Requirements for the Phase 1/2 and ALTA trials of brigatinib included that tumor tissue be collected at patient screening after failure on crizotinib therapy and prior to brigatinib treatment. An optional post-baseline tumor biopsy also was requested following disease progression on brigatinib. Tumor samples were analyzed using a NGS (next-generation sequencing) platform that examined the entire coding sequence of 315 cancer-related genes plus introns from 28 genes often rearranged or altered in cancer. This analysis focuses on the relationship between brigatinib clinical activity and ALK mutation status at baseline and after disease progression on brigatinib therapy.

A total of 32 baseline tumor samples from the clinical trials of brigatinib were evaluable using NGS, and a total of six post-baseline samples following disease progression on brigatinib were evaluable by NGS.

Study Results

Of the 32 patients with baseline NGS data, 22 (69%) achieved a confirmed objective response on brigatinib.
Of the 9 patients with secondary ALK mutations at baseline, 7 (78%) achieved a confirmed objective response on brigatinib.
Of the 23 patients without secondary ALK mutations at baseline, 15 (65%) achieved a confirmed objective response rate (ORR) on brigatinib.

Of the 6 patients with evaluable tissue samples collected after progression on brigatinib therapy, 5 (83%) were determined to have detectable secondary mutations in the ALK kinase domain. Three out of five of these patients had complex mutation patterns, following responses lasting 5.4, 7.4 and 28.5 months.

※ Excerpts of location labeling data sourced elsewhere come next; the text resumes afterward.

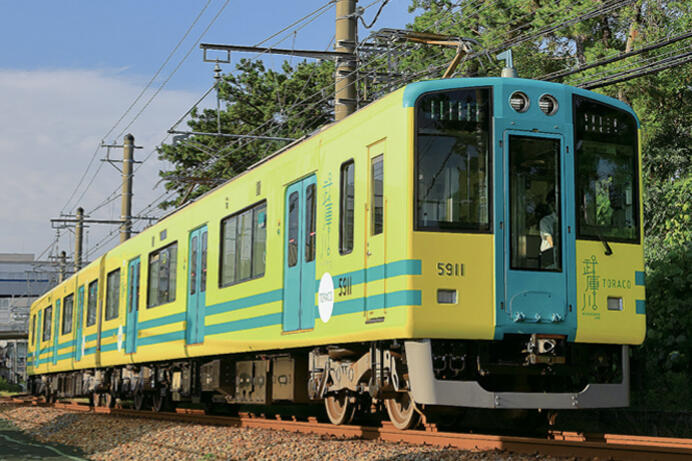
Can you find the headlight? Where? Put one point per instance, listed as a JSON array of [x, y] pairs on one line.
[[519, 101], [548, 104]]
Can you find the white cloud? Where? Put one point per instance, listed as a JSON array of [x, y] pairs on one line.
[[50, 124]]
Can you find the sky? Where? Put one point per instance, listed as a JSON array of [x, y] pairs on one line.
[[70, 70]]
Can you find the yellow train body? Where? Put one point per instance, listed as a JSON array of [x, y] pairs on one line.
[[385, 287]]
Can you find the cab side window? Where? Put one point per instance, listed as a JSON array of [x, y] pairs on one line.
[[346, 207], [68, 302], [112, 294], [47, 322]]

Two out of five had single secondary ALK kinase domain mutations detected, following responses lasting 10.9 and 11 months.
Of the one patient with a secondary G1202R mutation, the patient achieved a confirmed response on brigatinib and the response is on-going.

"It is encouraging that responses to brigatinib were observed in patients with crizotinib resistant ALK+ lung cancer with and without the presence of ALK resistance mutations. This is consistent with preclinical studies showing brigatinib to be a potent pan-inhibitor of all known ALK secondary resistance mutants," stated Scott N. Gettinger, M.D., associate professor of medicine at Yale Cancer Center.